Гиммлер уже как-то говорил ему, что среди генералов зреет недовольство, которое вот-вот может вылиться в заговор с покушением. Рейхсфюрер явно смягчал тона. Теперь он точно знает, что на самом деле это недовольство уже давно оформилось в мощный заговор предателей рейха.
«Что ж, допустим, я поеду в это их "Волчье логово—ІГ, — обреченно решился фюрер. — Посмотрим, что там у них получится. Но если действительно учую что-либо такое… Прикажу поднять на воздух все бункера ставки вместе со всем присутствующим генералитетом…
Я должен выстоять. И в этот раз — тоже. Перевешав большую часть своего генералитета, я заменю ее новыми генералами. Мундиров у меня предостаточно. Но я не могу допустить, чтобы рейх, названный мною тысячелетним, пал оттого, что какие-то генера-лишки струсили, увидев корабельные армады врага у побережья Франции. Они, видите ли, требуют переговоров! Им захотелось мира.
Генералам захотелось мира, — воинственно оскалился Гитлер. — Уже за одно это их следует разжаловать и перевешать».
Вещее потрескивание поленьев в черном зеве камина заставило Гитлера на минуту отвлечься от своих мыслей и подозрительно осмотреться. Вначале к нему приходило предчувствие. Страх появлялся потом.
— Но какие сейчас могут быть переговоры? — полусонно, словно в бреду, проговорил он. — На каких таких условиях я должен выпрашивать у Черчилля мира?! Не я все задумал. Вы. Да, вы. Там, в Тибете. В Шамбале. Высшие Посвященные. Само Провидение выдвинуло меня, маленького человека, австрийского Иисуса, для того, чтобы я возродил на этой земле арийский дух и сотворил Третий рейх. И не генералов мне сейчас винить, как не винил их и Бонапарт, — вас.
Интуитивно почувствовав, что кто-то стоит у него за спиной, Гитлер запнулся на полуслове и, не поднимаясь, резко оглянулся.
— Я понимаю, что ничем не смогу помочь тебе, родной, — сдержанно произнесла Ева, все так же неслышно приближаясь к нему и притрагиваясь пальцами к его волосам. — Но чувствую, что поступаешь так, как велит тебе долг фюрера великой Германии. — Она, возможно, оставалась единственным в Германии человеком, научившимся произносить подобные слова совершенно искренне, голосом уставшей, любящей женщины.
— Они струсили, Ева.

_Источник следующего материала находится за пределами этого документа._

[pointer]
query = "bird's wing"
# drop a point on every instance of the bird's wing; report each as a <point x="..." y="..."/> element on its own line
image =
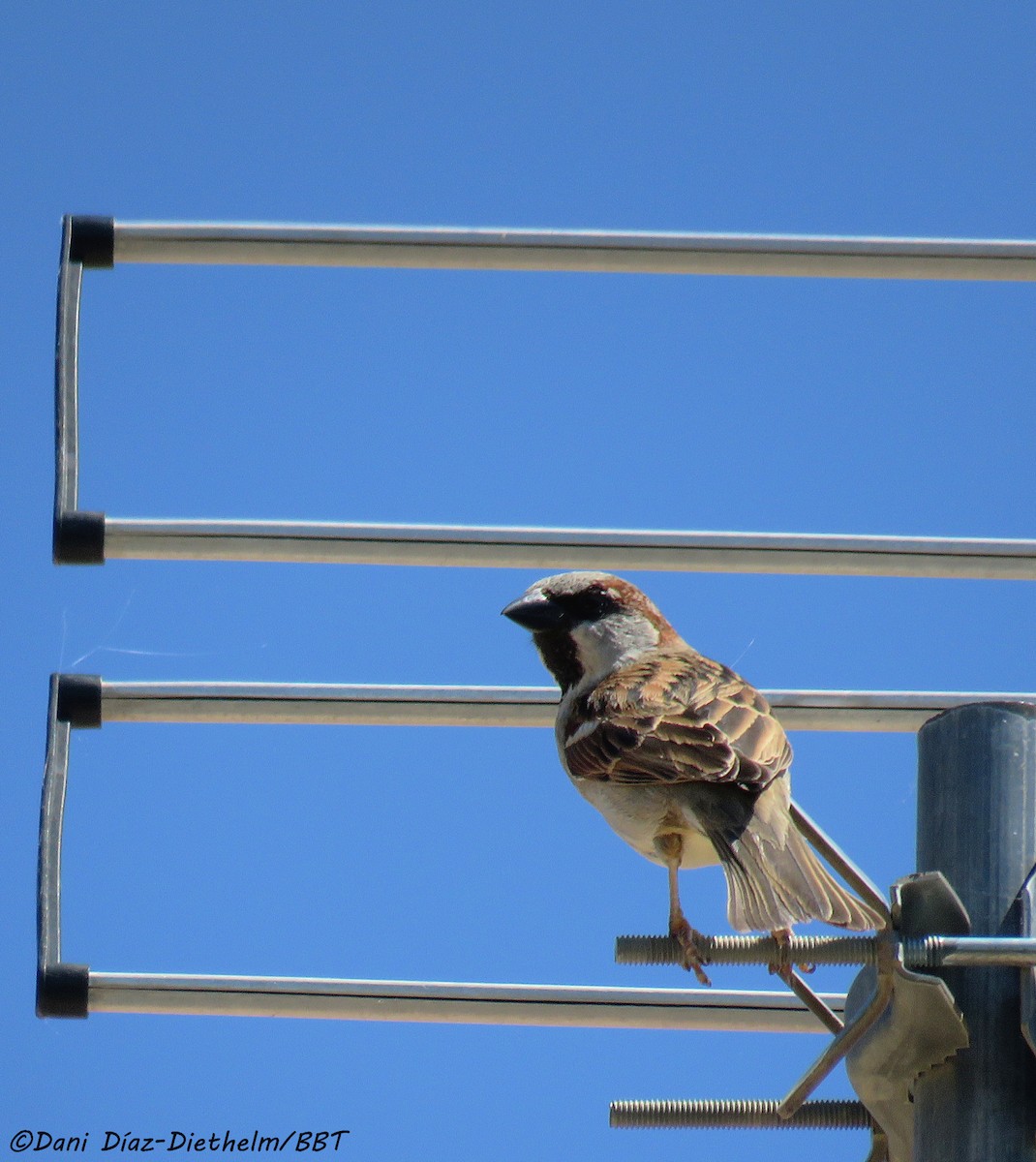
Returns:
<point x="675" y="718"/>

Поняли, что мне не удержаться, и пытаются выслужиться перед англичанами. Они предадут меня, как только поверят, что англичане готовы принять их жертвоприношение. — Гитлер говорил все это, склонившись над огнем, в позе человека, решившего предать пламени самого себя.
— Я тоже знаю много чего такого… — присела Ева на подлокотник кресла, — чего никогда не решусь пересказать тебе.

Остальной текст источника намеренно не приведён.